As I milked I watched the sheep come down from the upper grazing field. All in a line. I imagined them carrying their jackets on one arm and an empty lunch pail on the other. "Tough day?" "Nah, same as usual." "Wanna meet me down at the waterin' hole?" "Sure."
They met in front of the barn and then re-formed their line to head to the pond and stream for the evening drink and switch to the western paddock.
Boaz (our Jacob ram) had decided he is a ram again. Most parts of the year he likes to pretend he is part of the cattle herd.
He walked over to Ophelia and gave her a gentle nip on the butt. She looked at him in scorn and disdainfully walked away. Unperterbed, he walked away and cavalierly approached Tarkheena. Who joined the other sheep as they meandered, in their orderly line, down to the field by the pond. Poor Boaz. I bet he and the ewes will work out their courtship season, all in good time.
The evening is still.
The willow trees are quiet, pensive, but an imperceptible breeze causes the leaves on the cherry tree to tremble. Like a very old woman, with thinning hair and an unsteady hand, she loses her leaves. One by one. Seems like yesterday she was still covered in leaf. She is clothed in dignity, unashamed of this stage of her life. But trembly nonetheless.
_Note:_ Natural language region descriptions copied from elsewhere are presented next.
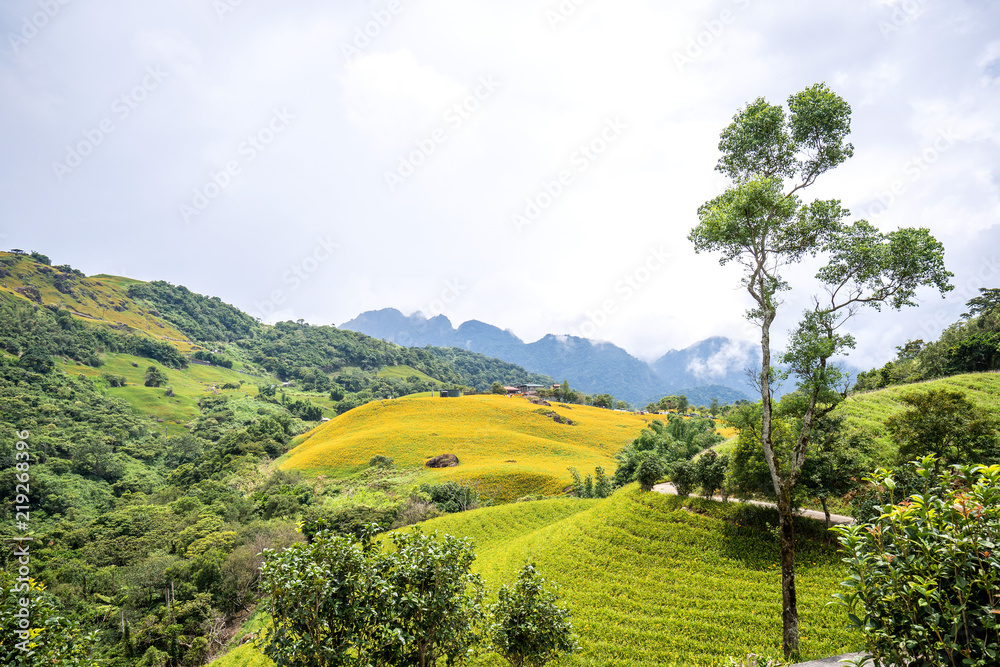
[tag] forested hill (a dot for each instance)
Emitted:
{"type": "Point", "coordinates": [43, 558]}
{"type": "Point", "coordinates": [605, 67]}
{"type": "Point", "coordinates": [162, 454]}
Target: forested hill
{"type": "Point", "coordinates": [56, 310]}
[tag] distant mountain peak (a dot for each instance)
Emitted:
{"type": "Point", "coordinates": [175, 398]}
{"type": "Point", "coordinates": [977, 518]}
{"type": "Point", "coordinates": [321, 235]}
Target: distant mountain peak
{"type": "Point", "coordinates": [592, 366]}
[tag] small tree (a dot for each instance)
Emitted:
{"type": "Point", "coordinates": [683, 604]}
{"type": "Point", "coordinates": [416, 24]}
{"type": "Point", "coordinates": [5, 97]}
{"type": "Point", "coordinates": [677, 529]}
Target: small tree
{"type": "Point", "coordinates": [761, 223]}
{"type": "Point", "coordinates": [343, 601]}
{"type": "Point", "coordinates": [154, 377]}
{"type": "Point", "coordinates": [527, 627]}
{"type": "Point", "coordinates": [602, 485]}
{"type": "Point", "coordinates": [925, 574]}
{"type": "Point", "coordinates": [710, 472]}
{"type": "Point", "coordinates": [684, 478]}
{"type": "Point", "coordinates": [437, 604]}
{"type": "Point", "coordinates": [649, 472]}
{"type": "Point", "coordinates": [944, 423]}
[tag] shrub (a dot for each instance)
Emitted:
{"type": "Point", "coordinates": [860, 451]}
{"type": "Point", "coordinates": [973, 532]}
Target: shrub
{"type": "Point", "coordinates": [527, 627]}
{"type": "Point", "coordinates": [154, 377]}
{"type": "Point", "coordinates": [451, 496]}
{"type": "Point", "coordinates": [924, 574]}
{"type": "Point", "coordinates": [710, 472]}
{"type": "Point", "coordinates": [684, 477]}
{"type": "Point", "coordinates": [341, 601]}
{"type": "Point", "coordinates": [649, 472]}
{"type": "Point", "coordinates": [113, 379]}
{"type": "Point", "coordinates": [379, 461]}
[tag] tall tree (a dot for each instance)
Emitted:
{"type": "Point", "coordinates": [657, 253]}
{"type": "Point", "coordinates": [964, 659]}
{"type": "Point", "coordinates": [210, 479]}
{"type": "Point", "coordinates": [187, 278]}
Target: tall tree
{"type": "Point", "coordinates": [761, 223]}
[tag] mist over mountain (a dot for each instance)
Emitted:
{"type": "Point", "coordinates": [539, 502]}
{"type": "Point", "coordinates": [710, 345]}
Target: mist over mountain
{"type": "Point", "coordinates": [713, 368]}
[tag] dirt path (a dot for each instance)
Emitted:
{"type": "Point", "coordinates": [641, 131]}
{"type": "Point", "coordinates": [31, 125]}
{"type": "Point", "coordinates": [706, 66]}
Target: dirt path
{"type": "Point", "coordinates": [835, 519]}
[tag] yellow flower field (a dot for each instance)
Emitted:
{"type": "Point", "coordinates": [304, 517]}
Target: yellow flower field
{"type": "Point", "coordinates": [503, 443]}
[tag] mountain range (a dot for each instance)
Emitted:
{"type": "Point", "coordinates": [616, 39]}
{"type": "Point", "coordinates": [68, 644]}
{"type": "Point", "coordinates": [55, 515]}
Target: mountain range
{"type": "Point", "coordinates": [712, 368]}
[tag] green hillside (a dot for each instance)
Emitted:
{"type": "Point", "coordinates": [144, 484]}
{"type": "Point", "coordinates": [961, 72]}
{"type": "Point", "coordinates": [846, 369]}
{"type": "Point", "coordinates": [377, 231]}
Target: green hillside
{"type": "Point", "coordinates": [866, 412]}
{"type": "Point", "coordinates": [403, 372]}
{"type": "Point", "coordinates": [189, 385]}
{"type": "Point", "coordinates": [656, 580]}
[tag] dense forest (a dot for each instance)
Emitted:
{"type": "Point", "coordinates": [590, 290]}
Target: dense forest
{"type": "Point", "coordinates": [971, 345]}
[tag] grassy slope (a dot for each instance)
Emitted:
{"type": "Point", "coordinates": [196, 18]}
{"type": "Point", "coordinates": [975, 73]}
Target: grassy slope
{"type": "Point", "coordinates": [189, 386]}
{"type": "Point", "coordinates": [650, 582]}
{"type": "Point", "coordinates": [99, 299]}
{"type": "Point", "coordinates": [503, 442]}
{"type": "Point", "coordinates": [867, 412]}
{"type": "Point", "coordinates": [403, 372]}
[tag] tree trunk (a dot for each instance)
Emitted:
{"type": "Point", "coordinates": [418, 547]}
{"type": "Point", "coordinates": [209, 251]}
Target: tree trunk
{"type": "Point", "coordinates": [789, 605]}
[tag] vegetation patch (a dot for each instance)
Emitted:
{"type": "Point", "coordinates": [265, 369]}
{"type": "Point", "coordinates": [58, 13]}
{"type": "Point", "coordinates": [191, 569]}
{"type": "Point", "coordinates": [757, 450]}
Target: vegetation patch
{"type": "Point", "coordinates": [484, 432]}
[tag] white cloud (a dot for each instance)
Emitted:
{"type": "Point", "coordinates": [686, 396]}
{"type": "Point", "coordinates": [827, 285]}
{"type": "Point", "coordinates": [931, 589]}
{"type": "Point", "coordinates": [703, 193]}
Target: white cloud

Now the sun is down, chickens go to roost and I am going to enforce and extra early bedtime for young ladies and gentlemen. The moon will rise, she is almost full. And before you know it, the alarm will sound and we will all rise again for another day. When sheep will put on their jackets, grab their lunch pails, and head up to the upper fields for another day of hard labor, turning grass into meat, wool and baby lambs.